'Diálogos de Cocina' propone recetas desde la literatura y el ciberespacio

El alcalde de San Sebastián, Eneko Goia, y Joxe Mari Aizega, director general del BCC, han participado en las jornadas. /
El alcalde de San Sebastián, Eneko Goia, y Joxe Mari Aizega, director general del BCC, han participado en las jornadas.

R.C.

'Diálogos de Cocina' nació hace diez años para acercar a los profesionales de la gastronomía a otras disciplinas. La sexta edición de estas jornadas bienales mira por primera vez al propio mundo culinario, con recetas que llegan desde campos como el de la literatura y el ciberespacio. El escritor y periodista colombiano Héctor Abad Faciolince y el consultor tecnológico, "data activista" y "ciberpunk" Karlos G. Liberal han abierto este lunes en San Sebastián este foro, que impulsa la asociación de cocineros Eurotoques, el chef Andoni Luis Aduriz y el Basque Culinary Center (BCC).

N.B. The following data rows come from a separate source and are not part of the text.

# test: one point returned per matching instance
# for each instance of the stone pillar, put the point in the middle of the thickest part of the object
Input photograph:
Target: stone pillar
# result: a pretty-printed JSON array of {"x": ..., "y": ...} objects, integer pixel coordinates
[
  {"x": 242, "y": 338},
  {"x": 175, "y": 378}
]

Abad Faciolince ha ofrecido un menú completo, de los entremeses al postre, en el que ha combinado las reflexiones propias con las citas de escritores como Lope de Vega y Álvaro Cunqueiro. El mundo de la palabra y el de los ingredientes han confluido en la intervención del autor de "El olvido que seremos" y "Tratado de culinaria para mujeres tristes", que también ha repasado algunas de las recomendaciones recogidas en el manual de urbanidad de Erasmo de Rotterdam.

"Los modales en la mesa requirieron de un largo entrenamiento", ha dicho Abad Faciolince, quien ha vivido en Italia y "adora" a los italianos, aunque les reprocha que no sepan apreciar más gastronomía que la suya. Opina que hay culturas culinarias "muy fuertes" y "por eso mismo tal vez muy etnocéntricas, muy nacionalistas y muy convencidas de sí mismas".

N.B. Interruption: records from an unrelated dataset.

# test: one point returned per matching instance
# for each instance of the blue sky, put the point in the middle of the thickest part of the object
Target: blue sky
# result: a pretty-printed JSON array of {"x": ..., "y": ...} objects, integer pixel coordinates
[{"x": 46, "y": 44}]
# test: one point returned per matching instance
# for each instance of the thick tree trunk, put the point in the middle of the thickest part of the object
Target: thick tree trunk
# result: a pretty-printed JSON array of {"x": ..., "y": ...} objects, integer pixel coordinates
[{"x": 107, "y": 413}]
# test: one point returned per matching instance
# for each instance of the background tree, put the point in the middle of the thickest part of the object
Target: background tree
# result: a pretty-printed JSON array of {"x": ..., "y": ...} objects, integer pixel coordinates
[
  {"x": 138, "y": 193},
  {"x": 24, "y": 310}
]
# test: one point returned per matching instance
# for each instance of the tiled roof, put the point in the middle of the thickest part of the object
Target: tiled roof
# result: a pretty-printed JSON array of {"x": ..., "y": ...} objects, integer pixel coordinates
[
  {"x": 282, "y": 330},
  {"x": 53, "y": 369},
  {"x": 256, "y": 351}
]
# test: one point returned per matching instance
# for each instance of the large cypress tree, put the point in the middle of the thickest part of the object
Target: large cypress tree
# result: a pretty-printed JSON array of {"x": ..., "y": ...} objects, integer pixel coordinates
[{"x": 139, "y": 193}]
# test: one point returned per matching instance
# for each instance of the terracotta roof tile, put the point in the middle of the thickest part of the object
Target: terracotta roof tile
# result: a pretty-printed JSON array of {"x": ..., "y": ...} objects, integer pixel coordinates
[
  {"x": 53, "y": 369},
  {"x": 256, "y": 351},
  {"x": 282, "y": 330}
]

"Los italianos, los franceses, probablemente los chinos, los mismos mexicanos y los españoles quizá también se aferran mucho a una manera de hacer las cosas, a una sintaxis, a mezclas que se permiten o no, a un orden, a con qué se empieza o termina una comida. Se vuelven más rígidos", ha señalado. Ha añadido que, "en general son buenas culturas culinarias", pero "les pasa lo mismo que a los que hablan inglés, que no aprenden otros idiomas".

"Provenir de una cultura culinaria más pobre te vuelve más abierto a sabores muy distintos, como hablar una lengua pequeña o minoritaria te vuelve más fácilmente políglota", ha destacado el escritor colombiano, cuya relación con la gastronomía es "muy familiar". Su madre, cocinera, publicó un libro de recetas, y en su casa, dice, "comer todos juntos" era algo imprescindible. "Para nosotros, siempre la pregunta fundamental después de cualquier viaje o de cualquier fiesta es qué les dieron o qué comieron", ha añadido, tras lo cual ha dicho que comer es "un lujo cultural", pero que "donde hay hambre no hay cocina".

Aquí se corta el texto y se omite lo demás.